‘Private Practice’ fakes us out in the season premiere- clever or just sneaky?

09.30.11 8 years ago 3 Comments

I’ll admit that “Private Practice” (along with its companion piece “Grey’s Anatomy”) is one of my guilty pleasures. A prime time sudser about narcissistic doctors who Care Too Much and should all be brought up on malpractice charges in every episode, the storylines frequently veer into too crazy/ridiculous/annoying to be believed territory (a crazy patient splits open Violet and steals her unborn baby! Charlotte discovers her rapist is a patient at her hospital!). But with a committed cast and characters who, when not saving the world, are busily bedding one another, it’s just good, soapy fun. But last night the show tested my patience, and for once the usual soap opera tropes aren’t working for me.

In the promos for the show, all signs pointed to Big Dead Pete (Tim Daly). After all, he suffered a heart attack in last season’s finale, prone and alone in his house with the exception of little Lucas. I would have thought, given his parents’ tendency to meet with misfortune, Lucas would have been trained to dial 911 before he learned how to use a spoon, but guess not. Anyway, in the promos we see Sam (Taye Diggs) somberly calling for time of death. Well, who else is he going to declare dead?

It turns out, some guy we don’t know or don’t care about! Psyche! Yes, Sam was trying desperately to help Charlotte (KaDee Strickland) revive a patient, and he did seem truly distraught that this guy he’s never seen before was going up to the big hospital in the sky. But, as we know, he’s a doctor who Cares Too Much. Every death makes tears well up in his eyes, even as he considers texting something smutty to Addison (Kate Walsh). As much as I may enjoy these doctors in a fictional arena, I’d run screaming from the hospital if I found a real doctor who behaved like these guys do. 

Now, I will admit, killing off Pete seemed not only unlikely, but a mistake for the show. Pete and Violet (Amy Brenneman)’s relationship problems are still unfolding, and Pete’s troubled background hasn’t been deeply mined or emotionally resolved. While Violet seems to be stuck in the same, tired fight-or-flight pattern in dealing with her troubles, Pete was someone who was mostly unwilling to put up with her games (and while Cooper [Paul Adelstein] always stomps his feet and cries foul, most of the time he crumbles into a warm, mushy mound of forgiveness where Violet is concerned). Just a thought — if we have to kill off a character, can I recommend Violet? 

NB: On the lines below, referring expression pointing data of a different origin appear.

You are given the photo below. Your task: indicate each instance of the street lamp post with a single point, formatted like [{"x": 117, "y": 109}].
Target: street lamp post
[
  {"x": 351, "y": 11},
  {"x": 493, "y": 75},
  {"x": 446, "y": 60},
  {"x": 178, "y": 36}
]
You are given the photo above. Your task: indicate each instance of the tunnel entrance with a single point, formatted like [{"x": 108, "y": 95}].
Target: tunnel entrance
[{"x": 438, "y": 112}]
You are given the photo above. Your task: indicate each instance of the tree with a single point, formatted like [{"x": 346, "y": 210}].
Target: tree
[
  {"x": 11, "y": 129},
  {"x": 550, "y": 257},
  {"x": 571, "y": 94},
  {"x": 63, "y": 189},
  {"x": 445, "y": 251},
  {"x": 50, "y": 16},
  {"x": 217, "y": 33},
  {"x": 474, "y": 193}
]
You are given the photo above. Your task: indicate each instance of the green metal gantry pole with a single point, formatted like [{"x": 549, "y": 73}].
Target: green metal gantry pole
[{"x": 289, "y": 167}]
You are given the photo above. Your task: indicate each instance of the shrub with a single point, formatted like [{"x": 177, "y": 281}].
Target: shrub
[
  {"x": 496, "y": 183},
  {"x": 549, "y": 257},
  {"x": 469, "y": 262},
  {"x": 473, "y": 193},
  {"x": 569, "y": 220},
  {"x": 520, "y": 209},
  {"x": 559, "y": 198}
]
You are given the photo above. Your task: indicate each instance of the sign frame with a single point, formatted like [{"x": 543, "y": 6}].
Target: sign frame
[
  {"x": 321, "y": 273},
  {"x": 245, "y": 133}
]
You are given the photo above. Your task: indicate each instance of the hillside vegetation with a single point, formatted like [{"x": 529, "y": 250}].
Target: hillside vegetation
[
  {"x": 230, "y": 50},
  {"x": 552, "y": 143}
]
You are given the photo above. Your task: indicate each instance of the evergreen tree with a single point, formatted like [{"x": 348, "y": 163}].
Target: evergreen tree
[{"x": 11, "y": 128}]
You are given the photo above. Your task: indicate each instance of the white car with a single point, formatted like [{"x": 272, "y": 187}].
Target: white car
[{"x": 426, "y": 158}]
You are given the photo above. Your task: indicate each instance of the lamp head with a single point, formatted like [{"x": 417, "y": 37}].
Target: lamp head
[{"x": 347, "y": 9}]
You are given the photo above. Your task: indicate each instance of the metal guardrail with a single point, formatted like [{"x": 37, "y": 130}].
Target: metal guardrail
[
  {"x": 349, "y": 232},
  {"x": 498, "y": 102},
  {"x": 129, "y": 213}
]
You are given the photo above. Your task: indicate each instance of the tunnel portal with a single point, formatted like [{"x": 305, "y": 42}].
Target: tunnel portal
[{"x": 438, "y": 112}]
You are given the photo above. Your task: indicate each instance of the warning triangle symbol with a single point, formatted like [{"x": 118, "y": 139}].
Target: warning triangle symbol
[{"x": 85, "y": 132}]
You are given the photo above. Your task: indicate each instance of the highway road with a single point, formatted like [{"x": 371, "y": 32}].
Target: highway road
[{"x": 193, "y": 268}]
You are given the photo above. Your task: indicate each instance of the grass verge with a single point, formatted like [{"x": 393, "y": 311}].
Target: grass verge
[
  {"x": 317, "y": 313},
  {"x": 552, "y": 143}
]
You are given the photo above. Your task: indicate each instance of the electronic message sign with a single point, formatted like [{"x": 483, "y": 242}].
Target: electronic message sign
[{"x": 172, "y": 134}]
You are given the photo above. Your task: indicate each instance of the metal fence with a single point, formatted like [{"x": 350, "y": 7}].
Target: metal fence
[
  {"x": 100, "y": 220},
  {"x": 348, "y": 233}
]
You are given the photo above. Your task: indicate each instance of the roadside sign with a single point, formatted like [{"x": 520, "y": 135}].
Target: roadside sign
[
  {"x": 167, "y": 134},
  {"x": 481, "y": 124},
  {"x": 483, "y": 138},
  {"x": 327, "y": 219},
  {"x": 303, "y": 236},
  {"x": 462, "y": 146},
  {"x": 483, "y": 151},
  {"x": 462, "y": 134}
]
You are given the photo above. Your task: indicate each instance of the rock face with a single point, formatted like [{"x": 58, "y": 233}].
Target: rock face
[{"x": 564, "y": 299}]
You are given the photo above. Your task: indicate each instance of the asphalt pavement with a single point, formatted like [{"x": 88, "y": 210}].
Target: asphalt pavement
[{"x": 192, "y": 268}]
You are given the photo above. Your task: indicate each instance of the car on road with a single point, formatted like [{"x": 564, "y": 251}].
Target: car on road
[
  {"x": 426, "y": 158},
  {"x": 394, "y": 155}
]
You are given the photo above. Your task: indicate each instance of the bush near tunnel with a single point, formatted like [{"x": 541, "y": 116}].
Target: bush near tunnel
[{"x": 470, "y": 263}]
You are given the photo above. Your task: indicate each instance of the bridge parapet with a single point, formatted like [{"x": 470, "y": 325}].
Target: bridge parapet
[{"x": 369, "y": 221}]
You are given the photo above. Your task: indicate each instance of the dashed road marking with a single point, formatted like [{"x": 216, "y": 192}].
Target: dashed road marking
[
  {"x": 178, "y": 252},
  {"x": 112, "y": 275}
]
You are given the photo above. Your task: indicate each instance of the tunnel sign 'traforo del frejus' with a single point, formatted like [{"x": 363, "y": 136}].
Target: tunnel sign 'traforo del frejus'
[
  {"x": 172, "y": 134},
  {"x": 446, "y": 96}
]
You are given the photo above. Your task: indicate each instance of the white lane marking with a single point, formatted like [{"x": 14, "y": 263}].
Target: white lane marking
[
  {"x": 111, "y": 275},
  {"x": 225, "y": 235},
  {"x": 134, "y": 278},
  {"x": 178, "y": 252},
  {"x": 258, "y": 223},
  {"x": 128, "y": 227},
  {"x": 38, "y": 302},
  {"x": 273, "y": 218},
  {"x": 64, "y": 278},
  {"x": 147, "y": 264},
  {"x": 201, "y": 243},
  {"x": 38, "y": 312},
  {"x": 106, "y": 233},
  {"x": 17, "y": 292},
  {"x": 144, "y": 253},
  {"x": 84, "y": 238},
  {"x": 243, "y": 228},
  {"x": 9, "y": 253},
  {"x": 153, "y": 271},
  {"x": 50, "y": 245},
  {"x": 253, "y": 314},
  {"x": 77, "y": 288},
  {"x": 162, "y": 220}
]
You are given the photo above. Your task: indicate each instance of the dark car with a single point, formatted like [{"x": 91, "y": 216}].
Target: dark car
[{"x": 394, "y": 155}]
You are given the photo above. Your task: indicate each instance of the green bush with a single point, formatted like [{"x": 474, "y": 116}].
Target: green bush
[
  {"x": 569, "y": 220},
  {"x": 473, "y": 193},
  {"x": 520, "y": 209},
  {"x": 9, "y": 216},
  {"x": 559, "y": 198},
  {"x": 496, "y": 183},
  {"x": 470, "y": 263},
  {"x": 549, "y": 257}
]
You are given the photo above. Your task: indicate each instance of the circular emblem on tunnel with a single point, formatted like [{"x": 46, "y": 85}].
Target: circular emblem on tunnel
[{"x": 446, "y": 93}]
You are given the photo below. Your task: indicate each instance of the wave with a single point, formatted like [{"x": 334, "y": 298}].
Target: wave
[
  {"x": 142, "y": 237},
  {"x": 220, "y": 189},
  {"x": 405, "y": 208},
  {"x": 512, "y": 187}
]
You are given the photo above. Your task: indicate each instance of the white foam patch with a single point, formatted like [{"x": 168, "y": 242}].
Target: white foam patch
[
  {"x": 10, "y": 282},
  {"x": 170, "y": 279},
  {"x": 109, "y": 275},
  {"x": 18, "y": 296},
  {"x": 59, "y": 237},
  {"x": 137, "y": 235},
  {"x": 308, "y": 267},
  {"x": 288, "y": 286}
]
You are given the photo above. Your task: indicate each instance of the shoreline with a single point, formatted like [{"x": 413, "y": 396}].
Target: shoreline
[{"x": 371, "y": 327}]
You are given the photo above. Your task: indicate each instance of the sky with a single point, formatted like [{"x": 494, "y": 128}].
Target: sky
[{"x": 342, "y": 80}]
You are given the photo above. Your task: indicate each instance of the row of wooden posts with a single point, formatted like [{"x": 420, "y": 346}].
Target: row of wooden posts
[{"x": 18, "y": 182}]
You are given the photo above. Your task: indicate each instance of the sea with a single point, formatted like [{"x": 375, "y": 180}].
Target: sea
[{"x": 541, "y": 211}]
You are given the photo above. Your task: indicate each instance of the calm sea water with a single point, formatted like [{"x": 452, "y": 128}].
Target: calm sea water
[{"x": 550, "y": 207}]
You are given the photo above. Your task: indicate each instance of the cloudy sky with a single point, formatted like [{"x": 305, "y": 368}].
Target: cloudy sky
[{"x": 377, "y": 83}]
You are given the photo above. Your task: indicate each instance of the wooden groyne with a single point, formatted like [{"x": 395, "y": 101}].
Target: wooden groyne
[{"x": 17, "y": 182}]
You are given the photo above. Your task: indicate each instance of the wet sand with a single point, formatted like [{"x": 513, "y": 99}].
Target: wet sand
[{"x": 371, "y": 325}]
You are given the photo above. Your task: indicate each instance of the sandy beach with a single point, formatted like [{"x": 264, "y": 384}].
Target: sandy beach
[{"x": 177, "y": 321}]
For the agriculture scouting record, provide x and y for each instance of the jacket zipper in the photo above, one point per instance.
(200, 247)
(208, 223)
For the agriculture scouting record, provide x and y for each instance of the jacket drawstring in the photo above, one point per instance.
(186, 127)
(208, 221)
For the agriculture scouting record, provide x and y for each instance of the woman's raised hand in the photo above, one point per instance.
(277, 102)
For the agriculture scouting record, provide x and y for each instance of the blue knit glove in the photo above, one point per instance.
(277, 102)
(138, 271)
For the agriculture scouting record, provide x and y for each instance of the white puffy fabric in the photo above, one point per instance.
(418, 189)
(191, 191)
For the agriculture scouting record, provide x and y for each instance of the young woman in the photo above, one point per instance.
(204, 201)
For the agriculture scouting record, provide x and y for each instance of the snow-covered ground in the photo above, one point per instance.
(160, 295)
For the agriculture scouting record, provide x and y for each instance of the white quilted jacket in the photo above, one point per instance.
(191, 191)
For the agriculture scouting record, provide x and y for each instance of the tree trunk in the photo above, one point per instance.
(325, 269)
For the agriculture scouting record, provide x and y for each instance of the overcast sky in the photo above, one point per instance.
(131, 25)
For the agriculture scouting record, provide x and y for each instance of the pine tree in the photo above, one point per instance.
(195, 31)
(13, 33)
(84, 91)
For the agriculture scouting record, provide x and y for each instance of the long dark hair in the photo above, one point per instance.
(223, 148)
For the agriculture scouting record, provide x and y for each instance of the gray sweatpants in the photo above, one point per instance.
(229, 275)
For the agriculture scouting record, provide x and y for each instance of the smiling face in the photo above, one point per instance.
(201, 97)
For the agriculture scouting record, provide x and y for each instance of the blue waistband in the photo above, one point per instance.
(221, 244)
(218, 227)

But when Pete makes a remarkable recovery, allowing him to mutter mushy love stuff to Violet as she stares at him gooey-eyed, it’s not only an opportunity lost for both actor and show (what actor doesn’t want the chance to contend with stroke-induced paralysis or chronic pain? It’s Emmy catnip!) but, again, a test of my patience. It reminds me of when Meredith (Ellen Pompeo) drowned for 20 minutes on “Grey’s Anatomy” — and was quickly resuscitated, none the worse for wear. Yes, these are prime time soaps, so lightly grounded in reality they could float away at any minute, but do these characters have to be superhuman as well? Not only are we faked out in the promo and in the early part of the show, the whole season-ending drama is quickly swept under the carpet to make room for new plot twists. Given that the strength of “Private Practice” lies in the solid cast and the characters they play, for the show to play fast and loose with character development is to risk bringing down a pretty shaky house of cards. 

So, shame on “Private Practice” for not only faking me out, but wrapping up a major storyline in a happy, one episode bow. Of course, I’ll keep watching (the addition of Benjamin Bratt to the show has piqued my interest, as a Sam-Addison-Jake triangle is clearly in the making), so I can’t waggle too much of a finger at “Private Practice.” But I can’t say another eye-roller like this one won’t be too many.